I paled. I did not want to have to face Darren without Dougie. “Maybe I could carry you?” I suggested.
Dougie snorted.
“Are you Wonder Woman on the weekend?” he asked.
“No,” I admitted. “But look, put your arm around my shoulder. I’ll be your human crutch.”
That worked a lot better. Dougie had to walk in a slightly awkward crouch because I was so much shorter than him, but he was able to take a step without dropping his full weight onto the rapidly swelling joint. It was hard work, and my arm—wrapped around his waist and gripping him so hard my fingers went white—quickly started to ache. But I knew we only had a couple of miles, maybe a little less, to go.
The sun was at its peak by the time we limped back to the parking lot, although it was hidden behind a thick bank of clouds. Hungry, worn out, and aching, I dropped Dougie against the hood of the Volvo. He slumped down by the dirty gray metal, his mouth pressed into a thin line. A sheen of sweat glistened on his forehead.
“How does it feel?” I asked stupidly.
“Sore.” He flashed me a half smile. “I can’t wait to get my shoe off. It feels like it’s about to explode out of the fabric.”
“Maybe we shouldn’t,” I suggested. “We might not be able to get it back on.”
“Doesn’t matter. I’m not going anywhere except in the car. Come on, let’s go talk to the delightful Darren.”
I stared at Dougie for a moment, trying to decide if he was delirious or joking. He looked wary under the wink he gave me, so I went with the latter.
Although it looked nothing the same—it was broad daylight, and this time our things were strewn around the campsite—I had a strange sense of déjà vu when I hit the sinking softness of the sandy beach. For some reason I had the same tense, uncomfortable feeling I’d had last night when we’d come back to the darkened site to not find Martin where we’d hoped he’d be. It was the silence. It was the emptiness. It was the fact that, once again, no one was there.
“Emma?” I called.
No answer. I looked toward our tent. I really didn’t want to have to go in there looking for them. Dougie was already struggling with the uneven, constantly shifting surface, though. I couldn’t ask him to wade all over the beach. Making an embarrassed noise under my breath, I plodded over.
“Emma?” I called again, still hoping her head would peek out, and I wouldn’t have to interrupt.
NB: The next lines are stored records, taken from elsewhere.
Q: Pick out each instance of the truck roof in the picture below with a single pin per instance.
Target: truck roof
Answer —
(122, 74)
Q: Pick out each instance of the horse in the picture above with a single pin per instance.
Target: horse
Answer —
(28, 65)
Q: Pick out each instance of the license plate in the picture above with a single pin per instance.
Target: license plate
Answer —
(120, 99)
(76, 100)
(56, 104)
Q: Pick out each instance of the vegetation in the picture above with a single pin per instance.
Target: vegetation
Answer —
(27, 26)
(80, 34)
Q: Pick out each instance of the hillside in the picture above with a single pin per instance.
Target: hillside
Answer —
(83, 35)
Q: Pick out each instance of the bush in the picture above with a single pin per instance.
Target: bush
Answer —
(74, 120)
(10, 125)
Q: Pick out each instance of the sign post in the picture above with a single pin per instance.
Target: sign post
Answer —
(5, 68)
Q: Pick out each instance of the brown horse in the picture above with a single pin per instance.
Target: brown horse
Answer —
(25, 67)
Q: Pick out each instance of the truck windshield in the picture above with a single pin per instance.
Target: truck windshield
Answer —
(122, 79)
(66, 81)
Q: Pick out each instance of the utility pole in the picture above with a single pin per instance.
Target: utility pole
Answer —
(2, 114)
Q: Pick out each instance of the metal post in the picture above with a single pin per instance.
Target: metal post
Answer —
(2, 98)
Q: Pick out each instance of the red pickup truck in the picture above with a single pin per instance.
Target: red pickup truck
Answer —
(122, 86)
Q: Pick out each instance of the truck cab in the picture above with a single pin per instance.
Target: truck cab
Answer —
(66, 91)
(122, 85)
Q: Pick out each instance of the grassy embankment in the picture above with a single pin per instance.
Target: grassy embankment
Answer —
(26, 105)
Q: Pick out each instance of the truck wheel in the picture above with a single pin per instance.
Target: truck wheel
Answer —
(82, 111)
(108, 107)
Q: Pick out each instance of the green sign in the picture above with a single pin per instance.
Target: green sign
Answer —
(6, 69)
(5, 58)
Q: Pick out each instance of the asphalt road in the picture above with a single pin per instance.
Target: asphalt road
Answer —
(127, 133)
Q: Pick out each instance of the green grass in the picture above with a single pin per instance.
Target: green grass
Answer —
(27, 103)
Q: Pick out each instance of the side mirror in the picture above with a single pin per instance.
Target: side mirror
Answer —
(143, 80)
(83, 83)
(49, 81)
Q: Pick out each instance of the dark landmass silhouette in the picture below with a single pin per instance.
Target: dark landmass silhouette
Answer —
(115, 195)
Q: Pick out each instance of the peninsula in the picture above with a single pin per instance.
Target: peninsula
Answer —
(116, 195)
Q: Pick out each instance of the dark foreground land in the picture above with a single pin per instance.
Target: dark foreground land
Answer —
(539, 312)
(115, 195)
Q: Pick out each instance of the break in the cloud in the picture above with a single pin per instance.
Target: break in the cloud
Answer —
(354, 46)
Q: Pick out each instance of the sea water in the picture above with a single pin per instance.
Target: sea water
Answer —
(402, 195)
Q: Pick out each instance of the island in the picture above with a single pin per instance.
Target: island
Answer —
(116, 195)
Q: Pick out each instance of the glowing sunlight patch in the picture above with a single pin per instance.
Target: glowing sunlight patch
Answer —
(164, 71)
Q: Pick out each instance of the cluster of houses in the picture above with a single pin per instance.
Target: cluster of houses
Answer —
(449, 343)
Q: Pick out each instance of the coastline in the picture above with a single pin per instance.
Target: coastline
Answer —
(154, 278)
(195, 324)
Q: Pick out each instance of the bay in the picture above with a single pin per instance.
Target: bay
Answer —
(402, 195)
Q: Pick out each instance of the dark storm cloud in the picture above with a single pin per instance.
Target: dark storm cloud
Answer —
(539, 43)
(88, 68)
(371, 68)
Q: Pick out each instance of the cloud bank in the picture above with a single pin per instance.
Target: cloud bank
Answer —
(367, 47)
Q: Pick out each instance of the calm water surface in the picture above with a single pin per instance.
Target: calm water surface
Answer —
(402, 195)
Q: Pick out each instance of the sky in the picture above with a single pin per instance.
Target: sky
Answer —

No such luck.
I drummed my fingers against the fabric of the tent—in case they hadn’t heard me yelling, just to give them a few more seconds—then gingerly eased the zipper down. I squinted into the interior cautiously, ready to shut my eyes. Then I opened them wide in confusion. The tent was as empty as the beach.
“Dougie?” I spun on the spot. Dougie was over by the other tent. The flap was wide open, and it also was clearly unoccupied. “They’re not here.”
“What do you mean, they’re not here?”
I moved to the side and gestured to the vacant tent. “They’re not here,” I repeated.
“For God’s sake!” Dougie hobbled over to peer inside for himself. As if I could have missed them among the chaos of clothes, sleeping bags, and toiletries. I hadn’t. They were gone.